Clint Eastwood’s lifelong love of jazz found a voice in this moving tale of Charlie Parker’s tragic life. Focusing primarily on the saxophonist’s health trials and personal tribulations over the music, we’re left with a humane portrait of a great but battered genius, a template many music biopics have imitated since, although rarely as well. Forest Whitaker gives an astounding turn in the lead role.
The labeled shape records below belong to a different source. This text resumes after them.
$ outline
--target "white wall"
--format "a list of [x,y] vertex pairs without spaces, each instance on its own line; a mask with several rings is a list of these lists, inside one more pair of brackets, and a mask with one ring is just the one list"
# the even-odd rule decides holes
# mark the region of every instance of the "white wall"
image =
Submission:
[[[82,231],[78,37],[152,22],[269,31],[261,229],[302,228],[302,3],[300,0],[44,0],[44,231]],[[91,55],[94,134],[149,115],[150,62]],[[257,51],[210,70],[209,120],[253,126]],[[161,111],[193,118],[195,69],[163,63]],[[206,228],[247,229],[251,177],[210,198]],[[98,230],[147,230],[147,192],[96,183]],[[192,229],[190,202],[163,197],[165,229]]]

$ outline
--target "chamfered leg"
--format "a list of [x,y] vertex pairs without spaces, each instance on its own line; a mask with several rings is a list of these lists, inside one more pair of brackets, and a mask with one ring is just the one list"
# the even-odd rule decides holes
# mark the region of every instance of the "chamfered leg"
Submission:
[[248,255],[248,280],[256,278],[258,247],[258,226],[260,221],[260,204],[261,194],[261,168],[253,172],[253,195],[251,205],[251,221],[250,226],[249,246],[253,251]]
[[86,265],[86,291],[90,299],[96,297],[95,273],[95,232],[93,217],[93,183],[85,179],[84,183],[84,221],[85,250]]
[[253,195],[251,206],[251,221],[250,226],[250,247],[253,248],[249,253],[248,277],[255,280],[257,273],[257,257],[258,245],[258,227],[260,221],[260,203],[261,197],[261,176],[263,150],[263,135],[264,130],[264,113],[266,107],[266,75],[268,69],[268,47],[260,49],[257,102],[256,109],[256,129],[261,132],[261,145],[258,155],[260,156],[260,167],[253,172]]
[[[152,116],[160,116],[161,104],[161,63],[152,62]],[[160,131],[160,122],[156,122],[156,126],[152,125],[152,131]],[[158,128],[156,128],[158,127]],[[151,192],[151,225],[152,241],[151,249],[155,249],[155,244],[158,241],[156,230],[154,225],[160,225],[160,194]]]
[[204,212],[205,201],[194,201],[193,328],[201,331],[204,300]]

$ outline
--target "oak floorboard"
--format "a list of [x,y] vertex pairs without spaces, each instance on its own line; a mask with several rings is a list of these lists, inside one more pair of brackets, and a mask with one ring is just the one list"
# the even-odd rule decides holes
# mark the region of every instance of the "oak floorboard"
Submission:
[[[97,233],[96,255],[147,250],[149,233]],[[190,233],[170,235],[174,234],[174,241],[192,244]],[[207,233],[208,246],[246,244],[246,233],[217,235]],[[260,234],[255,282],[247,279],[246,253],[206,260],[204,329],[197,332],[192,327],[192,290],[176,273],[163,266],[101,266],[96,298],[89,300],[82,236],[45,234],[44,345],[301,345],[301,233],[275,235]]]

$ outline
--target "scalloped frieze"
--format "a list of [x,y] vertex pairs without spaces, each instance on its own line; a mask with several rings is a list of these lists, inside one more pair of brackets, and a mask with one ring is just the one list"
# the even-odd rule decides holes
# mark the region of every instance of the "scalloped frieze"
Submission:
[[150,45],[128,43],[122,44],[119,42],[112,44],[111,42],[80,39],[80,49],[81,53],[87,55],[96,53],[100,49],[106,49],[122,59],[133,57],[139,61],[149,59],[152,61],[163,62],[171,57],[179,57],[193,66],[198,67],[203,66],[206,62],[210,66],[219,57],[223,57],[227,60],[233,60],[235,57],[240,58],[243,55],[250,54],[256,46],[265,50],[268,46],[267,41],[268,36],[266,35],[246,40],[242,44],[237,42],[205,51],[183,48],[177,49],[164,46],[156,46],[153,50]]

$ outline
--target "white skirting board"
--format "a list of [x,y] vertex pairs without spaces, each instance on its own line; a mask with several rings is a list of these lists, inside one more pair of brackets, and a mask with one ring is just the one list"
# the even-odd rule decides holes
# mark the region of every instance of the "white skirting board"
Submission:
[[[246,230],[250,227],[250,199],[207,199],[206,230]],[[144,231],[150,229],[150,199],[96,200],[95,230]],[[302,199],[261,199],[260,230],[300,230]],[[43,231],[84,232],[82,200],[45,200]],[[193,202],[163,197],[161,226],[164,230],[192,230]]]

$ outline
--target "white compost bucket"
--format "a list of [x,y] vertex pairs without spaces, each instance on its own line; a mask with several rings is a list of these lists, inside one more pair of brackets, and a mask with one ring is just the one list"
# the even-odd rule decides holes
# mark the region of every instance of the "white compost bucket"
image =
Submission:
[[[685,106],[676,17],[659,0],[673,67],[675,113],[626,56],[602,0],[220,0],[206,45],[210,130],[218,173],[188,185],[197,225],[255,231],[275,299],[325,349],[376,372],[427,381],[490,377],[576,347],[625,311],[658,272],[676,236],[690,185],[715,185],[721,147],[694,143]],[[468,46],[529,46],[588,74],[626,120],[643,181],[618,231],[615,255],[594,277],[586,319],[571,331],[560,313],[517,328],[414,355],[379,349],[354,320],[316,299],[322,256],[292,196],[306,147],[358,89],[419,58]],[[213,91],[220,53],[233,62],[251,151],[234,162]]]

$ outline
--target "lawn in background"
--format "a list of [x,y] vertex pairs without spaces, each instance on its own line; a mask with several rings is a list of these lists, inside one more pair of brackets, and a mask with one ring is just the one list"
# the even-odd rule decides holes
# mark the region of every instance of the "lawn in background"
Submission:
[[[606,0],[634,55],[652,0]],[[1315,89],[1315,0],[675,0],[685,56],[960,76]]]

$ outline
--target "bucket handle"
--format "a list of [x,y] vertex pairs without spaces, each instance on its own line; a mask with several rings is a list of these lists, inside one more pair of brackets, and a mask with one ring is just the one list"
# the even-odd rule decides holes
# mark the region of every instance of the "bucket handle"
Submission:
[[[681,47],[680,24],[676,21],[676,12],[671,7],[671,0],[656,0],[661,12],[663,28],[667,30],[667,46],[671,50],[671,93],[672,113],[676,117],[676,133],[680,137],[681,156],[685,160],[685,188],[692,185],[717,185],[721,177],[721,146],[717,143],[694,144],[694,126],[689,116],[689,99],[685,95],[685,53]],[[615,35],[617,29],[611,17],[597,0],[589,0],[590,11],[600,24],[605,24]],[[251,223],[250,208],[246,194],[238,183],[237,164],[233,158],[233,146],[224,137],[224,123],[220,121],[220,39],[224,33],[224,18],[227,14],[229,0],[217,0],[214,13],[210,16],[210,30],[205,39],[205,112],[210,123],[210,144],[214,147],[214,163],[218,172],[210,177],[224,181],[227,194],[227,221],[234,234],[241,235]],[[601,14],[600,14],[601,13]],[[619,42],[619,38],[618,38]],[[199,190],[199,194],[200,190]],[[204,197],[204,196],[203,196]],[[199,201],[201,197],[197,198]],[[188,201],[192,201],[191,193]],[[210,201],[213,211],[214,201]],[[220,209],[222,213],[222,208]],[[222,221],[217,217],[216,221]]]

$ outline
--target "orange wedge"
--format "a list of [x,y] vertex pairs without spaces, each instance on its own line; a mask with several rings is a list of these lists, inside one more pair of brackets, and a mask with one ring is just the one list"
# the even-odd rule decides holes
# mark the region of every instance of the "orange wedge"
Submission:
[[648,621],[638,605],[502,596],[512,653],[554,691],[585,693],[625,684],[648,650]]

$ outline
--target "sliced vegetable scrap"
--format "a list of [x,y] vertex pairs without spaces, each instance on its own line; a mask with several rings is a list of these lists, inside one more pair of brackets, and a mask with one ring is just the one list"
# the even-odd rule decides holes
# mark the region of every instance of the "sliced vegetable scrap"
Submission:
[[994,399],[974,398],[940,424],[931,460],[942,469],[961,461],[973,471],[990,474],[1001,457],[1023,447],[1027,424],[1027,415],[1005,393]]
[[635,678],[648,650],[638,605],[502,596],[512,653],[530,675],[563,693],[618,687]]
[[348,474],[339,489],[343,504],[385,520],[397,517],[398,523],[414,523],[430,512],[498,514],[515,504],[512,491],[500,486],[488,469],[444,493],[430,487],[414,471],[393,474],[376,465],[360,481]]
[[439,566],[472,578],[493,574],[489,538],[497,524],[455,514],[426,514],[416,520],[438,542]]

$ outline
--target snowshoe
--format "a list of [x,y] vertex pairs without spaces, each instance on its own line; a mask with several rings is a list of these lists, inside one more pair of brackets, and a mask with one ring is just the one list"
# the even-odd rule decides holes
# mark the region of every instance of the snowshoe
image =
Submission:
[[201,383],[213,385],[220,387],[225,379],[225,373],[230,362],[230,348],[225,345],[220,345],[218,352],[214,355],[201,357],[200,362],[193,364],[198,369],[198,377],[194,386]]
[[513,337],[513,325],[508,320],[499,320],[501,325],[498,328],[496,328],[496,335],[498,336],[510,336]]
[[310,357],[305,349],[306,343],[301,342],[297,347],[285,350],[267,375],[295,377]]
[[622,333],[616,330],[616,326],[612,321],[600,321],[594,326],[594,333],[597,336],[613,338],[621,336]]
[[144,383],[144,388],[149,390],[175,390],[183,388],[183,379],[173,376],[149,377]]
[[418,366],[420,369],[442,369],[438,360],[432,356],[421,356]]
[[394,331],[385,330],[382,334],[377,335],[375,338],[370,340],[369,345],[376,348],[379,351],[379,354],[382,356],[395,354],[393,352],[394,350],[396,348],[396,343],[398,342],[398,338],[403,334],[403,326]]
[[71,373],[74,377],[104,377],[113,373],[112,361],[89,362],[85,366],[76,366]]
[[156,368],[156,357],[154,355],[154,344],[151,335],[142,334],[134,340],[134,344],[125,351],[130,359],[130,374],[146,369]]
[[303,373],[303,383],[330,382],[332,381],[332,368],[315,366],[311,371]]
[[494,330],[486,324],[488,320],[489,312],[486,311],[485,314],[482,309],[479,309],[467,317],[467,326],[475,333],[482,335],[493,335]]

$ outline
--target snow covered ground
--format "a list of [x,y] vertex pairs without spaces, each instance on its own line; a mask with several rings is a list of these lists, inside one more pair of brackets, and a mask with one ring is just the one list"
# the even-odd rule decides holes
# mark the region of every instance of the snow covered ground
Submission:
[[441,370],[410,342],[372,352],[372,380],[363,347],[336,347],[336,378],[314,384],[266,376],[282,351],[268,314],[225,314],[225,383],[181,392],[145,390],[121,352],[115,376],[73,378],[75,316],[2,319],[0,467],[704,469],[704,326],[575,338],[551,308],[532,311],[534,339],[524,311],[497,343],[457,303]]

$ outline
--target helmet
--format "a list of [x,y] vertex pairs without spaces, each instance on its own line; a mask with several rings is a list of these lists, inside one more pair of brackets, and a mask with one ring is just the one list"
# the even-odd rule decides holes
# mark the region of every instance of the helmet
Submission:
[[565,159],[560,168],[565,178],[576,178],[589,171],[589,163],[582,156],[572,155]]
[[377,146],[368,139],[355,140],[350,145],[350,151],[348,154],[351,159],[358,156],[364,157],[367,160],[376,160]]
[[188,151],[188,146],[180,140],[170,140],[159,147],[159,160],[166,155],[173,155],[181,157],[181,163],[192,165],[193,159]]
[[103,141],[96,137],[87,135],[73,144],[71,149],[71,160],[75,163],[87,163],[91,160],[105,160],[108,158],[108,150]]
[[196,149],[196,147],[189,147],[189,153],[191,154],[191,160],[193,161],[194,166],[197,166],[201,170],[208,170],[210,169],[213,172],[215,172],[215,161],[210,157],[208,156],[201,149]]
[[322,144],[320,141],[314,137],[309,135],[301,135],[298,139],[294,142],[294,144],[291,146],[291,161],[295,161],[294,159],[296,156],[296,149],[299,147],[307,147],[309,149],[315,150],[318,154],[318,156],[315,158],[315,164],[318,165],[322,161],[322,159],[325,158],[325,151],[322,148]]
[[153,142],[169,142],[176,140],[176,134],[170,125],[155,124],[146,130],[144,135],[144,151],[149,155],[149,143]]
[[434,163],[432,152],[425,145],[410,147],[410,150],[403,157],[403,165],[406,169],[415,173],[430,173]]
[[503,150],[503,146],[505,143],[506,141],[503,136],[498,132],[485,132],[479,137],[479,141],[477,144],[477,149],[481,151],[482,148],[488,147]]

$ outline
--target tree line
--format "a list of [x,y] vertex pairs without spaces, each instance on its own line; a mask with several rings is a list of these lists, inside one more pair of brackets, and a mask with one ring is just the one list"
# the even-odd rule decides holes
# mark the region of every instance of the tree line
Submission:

The name of this film is misleading. It’s not really a film about Truman Capote, we’d argue, but about the subjects of the great American writer’s ‘non-fiction novel’, In Cold Blood. Those subjects are drifters Perry Smith and Richard Hickock, the men behind a brutal quadruple murder, who told their story to Capote from behind bars. A haunting depiction of a writer wrestling with both disgust and the lust for a good story.
I’m Not There (2007)
There’s much to dislike in Todd Haynes’ rambling, multi-chaptered depiction of ‘the many lives of Bob Dylan’, in which six different actors play six different interpretations of the songwriting enigma. Cate Blanchett inevitably stole the headlines with her flashbulb-bursting depiction of a hedonistic mid-’60s Dylan, but it was quieter passages by Heath Ledger and Christian Bale that deserve repeated viewing. For all its self-consciously art house indulgences, I’m Not There is perhaps the only fitting tribute that could be made while the great riddle of its subject continues to baffle audiences nightly.
La Vie En Rose (2007)
It’s been said that Edith Piaf didn’t need a biopic; her life was a movie already. Discovered singing for her supper on the streets, she became an international star. When a year-long romance with boxer Marcel Cerdan ended with his death, Piaf was left in a pit of despair she was unable to escape until her death, aged 47. While Richard Marizy’s jumpy, non-chronological approach sometimes confuses matters, Marion Cotillard’s career-defining performance makes this as heartbreaking as any of her subject’s sorrowful classics.
The Last Emperor (1987)
There’s much to learn and admire in Bernardo Bertolucci’s epic portrait of China’s last emperor, using half a century of flashbacks to chart how a two-year-old Pu Yi was made ruler of half the world’s population, only to later be imprisoned as a war criminal for ten years, ending up a humble gardener in the new Communist People’s Republic of China. As much a portrait of the country’s transition as its ruler’s, sometimes the spectacle overwhelms our sympathy, but never without a decent struggle.
Man on the Moon (1999)
Remarkable primarily for being inspired by the song of the same name – rather than the other way round – this is a relatively straight portrayal of chameleon comedian Andy Kaufman’s oddball existence, played by a surprisingly restrained Jim Carrey. Few questions about the real Kaufman are ever answered, but it’s engaging nonetheless.
The Pianist (2002)
This startling epic saw controversial filmmaker Roman Polanski return to the ravaged world of his childhood, adapting the memoirs of Polish concert pianist, Wladyslaw Szpilman, which recount his survival of the holocaust.
Raging Bull (1980)
Often hailed as one of the greatest films ever, Martin Scorsese’s epic adaptation of boxer Jake La Motta’s autobiography is more than just an on-screen depiction of a washed-up athlete. It’s the story of the director’s own redemption, coaxed out of addictive malaise by Robert De Niro – who gained 27kg to play the lead role.
The Social Network (2010)
No one was more surprised than us when David Fincher turned the tale of a few socially outcast geeks sitting round on laptops into engaging cinema in this tale of courage, celebrity, betrayal and facebook.
Rolling Stones guitarist Brian Jones, was found drowned in his swimming pool in 1969. This inventive British picture uses flashbacks to chronicle Jones’ prophetic last days.